The Source of Maser Emission W33C (G12.8-0.2)

TL;DR

This study reports detailed observations of maser emissions in the W33C region, revealing variable H2O and OH masers, Zeeman splitting, and magnetic fields, suggesting complex cloud dynamics including rotation, outflows, and turbulence.

Contribution

First detailed measurement of maser emissions, Zeeman splitting, and magnetic fields in W33C, indicating complex molecular cloud dynamics.

Findings

Detected variable H2O maser features across broad velocity range

Discovered OH maser emission at 1667 MHz in specific velocity range

Measured Zeeman splitting indicating magnetic fields in the region

Abstract

Results of observations of the maser sources toward the W33C region (G12.8-0.2) carried out on the 22-m radio telescope of the Pushchino Radio Astronomy Observatory in the 1.35-cm H2O line and on the Large radio telescope in Nancay (France) in the main (1665 and 1667 MHz) and satellite (1612 and 1720 MHz) OH lines are reported.

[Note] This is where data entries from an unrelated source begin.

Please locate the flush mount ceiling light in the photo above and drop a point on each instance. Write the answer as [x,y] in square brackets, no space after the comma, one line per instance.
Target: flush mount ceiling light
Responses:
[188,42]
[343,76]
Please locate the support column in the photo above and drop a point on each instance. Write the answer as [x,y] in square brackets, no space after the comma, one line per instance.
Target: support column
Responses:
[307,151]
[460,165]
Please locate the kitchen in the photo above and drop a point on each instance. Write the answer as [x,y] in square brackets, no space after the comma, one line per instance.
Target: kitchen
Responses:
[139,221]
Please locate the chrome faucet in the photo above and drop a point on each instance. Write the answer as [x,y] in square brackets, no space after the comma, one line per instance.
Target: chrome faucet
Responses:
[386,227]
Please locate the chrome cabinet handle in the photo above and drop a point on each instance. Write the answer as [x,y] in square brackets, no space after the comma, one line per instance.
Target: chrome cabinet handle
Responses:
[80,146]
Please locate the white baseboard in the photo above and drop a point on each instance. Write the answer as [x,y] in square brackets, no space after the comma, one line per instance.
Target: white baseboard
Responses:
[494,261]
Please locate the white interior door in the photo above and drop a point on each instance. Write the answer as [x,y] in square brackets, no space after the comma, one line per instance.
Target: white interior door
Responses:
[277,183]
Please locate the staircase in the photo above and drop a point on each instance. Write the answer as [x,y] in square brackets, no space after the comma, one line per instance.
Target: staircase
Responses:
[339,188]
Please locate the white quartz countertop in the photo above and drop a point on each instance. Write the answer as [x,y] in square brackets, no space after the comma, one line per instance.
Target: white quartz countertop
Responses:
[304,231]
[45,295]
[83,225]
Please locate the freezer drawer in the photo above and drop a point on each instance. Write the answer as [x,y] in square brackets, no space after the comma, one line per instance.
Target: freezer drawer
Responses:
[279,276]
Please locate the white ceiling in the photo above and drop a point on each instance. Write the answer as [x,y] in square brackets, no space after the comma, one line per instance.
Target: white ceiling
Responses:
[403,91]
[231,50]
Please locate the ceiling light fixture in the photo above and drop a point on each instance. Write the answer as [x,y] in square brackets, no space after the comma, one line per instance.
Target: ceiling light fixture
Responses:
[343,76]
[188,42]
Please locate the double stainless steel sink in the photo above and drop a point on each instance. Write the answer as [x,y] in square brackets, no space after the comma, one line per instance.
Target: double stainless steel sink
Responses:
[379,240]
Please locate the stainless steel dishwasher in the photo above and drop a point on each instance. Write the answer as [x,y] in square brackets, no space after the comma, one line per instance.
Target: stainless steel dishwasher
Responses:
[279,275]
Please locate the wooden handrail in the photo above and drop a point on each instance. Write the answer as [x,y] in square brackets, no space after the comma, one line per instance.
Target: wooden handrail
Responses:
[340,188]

Multiple, strongly variable short-lived H2O emission features were detected in a broad interval of radial velocities, from -7 to 55 km/s. OH maser emission in the 1667-MHz line was discovered in a velocity range of 35-41 km/s. Stokes parameters of maser emission in the main OH lines 1665 and 1667 MHz were measured. Zeeman splitting was detected in the 1665-MHz line at 33.4 and 39.4 km/s and in the 1667 MHz line only at 39.4 km/s. The magnetic field intensity was estimated. A appreciable variability of Zeeman splitting components was observed at 39 and 39.8 km/s in both main lines. The extended spectrum and fast variability of the H2O maser emission together with the variability of the Zeeman splitting components in the main OH lines can be due to the composite clumpy structure of the molecular cloud and to the presence in it of large-scale rotation and bipolar outflow as well as of turbulent motions of material.